Ramirez had a similar bill last year that failed to reach a vote on the House floor, but she said the COVID-19 pandemic has shined a light on the need for expanded health care coverage.
She represents one of the hardest-hit districts from the pandemic, which primarily includes the Humboldt Park neighborhood in Chicago. The positivity rate for the virus in Ramirez’s district reached nearly 50%, she said. The COVID-19 death rate in Illinois for Latinos is about 19% while Latinos make up about 17% of the state’s population, according to the Illinois Department of Public Health and U.S. Census Bureau 2019 estimates.
Additionally, she noted that about 250,000 families in the state didn’t receive an economic stimulus check because they were either mixed status families or undocumented.
“You could imagine the financial hardship,” Ramirez said. “No access to health care, no access to unemployment insurance, living in multi-generational homes, no place to isolate. All of this equates to a higher risk of people not just testing positive, but literally dying.”
She said there was some opposition to her bill last year from lawmakers saying “we should only be focusing on citizens,” or asking how the state will pay for it. But during this year’s special session, she didn’t hear any opposition.
“Just this piece right here for a group of people who have been told that no resources — you can pay taxes, you can do this, you can do that, you can be in this country for 25 years attempting to legalize, but you can’t get this basic health care, basic ability to stay alive, covered.
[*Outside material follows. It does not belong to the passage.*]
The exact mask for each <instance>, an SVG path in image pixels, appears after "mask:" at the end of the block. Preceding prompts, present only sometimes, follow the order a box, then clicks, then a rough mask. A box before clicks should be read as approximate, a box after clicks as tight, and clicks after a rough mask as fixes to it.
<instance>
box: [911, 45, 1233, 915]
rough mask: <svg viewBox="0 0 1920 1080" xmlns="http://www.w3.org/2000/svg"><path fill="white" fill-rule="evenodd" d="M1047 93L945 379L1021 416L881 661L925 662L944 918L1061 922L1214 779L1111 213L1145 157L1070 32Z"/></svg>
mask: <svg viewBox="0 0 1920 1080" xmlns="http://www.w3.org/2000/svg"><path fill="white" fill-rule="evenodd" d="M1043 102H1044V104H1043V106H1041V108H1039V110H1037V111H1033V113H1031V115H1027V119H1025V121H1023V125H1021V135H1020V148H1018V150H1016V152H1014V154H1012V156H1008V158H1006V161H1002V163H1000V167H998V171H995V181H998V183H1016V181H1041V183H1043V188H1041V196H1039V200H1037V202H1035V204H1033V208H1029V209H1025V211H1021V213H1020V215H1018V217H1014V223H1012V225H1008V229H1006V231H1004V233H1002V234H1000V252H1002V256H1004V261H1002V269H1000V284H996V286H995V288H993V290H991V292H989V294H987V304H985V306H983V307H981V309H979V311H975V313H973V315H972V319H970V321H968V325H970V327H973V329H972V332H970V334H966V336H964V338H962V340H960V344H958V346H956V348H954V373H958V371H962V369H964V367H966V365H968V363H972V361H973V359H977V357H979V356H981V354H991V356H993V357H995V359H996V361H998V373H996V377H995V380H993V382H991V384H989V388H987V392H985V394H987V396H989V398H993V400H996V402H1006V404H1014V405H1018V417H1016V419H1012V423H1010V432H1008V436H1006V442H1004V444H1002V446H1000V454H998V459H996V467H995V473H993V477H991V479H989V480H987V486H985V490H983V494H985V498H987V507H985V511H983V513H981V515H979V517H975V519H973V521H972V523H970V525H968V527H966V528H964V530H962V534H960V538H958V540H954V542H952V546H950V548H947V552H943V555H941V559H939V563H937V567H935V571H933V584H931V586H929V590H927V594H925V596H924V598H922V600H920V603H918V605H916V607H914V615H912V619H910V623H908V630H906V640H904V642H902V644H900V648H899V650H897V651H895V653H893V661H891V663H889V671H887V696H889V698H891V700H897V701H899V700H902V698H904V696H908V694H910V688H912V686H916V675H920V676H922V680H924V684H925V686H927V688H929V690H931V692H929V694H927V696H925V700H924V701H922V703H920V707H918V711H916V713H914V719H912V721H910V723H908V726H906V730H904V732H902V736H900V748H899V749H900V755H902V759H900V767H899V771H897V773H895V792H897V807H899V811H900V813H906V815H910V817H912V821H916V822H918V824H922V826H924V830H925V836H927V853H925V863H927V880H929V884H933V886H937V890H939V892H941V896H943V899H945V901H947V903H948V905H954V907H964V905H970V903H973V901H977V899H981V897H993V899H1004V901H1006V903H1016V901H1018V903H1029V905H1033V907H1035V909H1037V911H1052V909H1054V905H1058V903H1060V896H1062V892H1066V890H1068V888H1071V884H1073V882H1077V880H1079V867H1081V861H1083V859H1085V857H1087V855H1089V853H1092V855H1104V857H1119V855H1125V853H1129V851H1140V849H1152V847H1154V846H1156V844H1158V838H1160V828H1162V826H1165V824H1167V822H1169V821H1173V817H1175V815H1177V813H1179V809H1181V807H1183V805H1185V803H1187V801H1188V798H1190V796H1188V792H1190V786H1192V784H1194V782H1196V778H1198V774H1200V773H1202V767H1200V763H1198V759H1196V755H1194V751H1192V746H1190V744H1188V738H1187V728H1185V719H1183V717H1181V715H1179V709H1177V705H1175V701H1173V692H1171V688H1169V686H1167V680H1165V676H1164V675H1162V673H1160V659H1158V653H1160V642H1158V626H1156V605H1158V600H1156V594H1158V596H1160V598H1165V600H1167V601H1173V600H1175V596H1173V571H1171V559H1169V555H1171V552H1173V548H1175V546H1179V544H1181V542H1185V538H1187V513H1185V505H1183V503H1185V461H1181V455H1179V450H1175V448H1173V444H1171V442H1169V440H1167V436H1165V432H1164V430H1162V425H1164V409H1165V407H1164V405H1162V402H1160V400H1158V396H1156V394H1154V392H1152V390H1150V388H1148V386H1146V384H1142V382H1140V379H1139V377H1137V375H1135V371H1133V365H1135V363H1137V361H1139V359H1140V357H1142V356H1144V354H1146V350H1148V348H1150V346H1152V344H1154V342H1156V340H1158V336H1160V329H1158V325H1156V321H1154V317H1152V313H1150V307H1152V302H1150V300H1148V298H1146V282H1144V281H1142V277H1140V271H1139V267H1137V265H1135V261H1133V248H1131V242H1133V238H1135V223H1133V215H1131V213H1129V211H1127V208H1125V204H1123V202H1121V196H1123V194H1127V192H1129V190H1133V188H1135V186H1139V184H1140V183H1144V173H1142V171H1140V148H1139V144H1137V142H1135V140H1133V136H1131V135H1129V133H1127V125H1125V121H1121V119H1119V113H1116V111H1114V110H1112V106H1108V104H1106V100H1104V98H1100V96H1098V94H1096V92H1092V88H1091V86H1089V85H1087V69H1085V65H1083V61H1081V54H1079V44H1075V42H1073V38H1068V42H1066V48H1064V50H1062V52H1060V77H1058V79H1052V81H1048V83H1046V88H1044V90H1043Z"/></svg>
If ever before, this pandemic has shown us how critical that is,” Ramirez said.
She also highlighted health care as a human right, undocumented or not, and that COVID-19 “has shown the way public health binds us all together and that denying health care to someone is hurting all of us.”
ASI Home Care is one company that will benefit from the measure. Although based in Chicago, patients can be from anywhere in the state as ASI Home Care offers a variety of telehealth and remote monitoring services.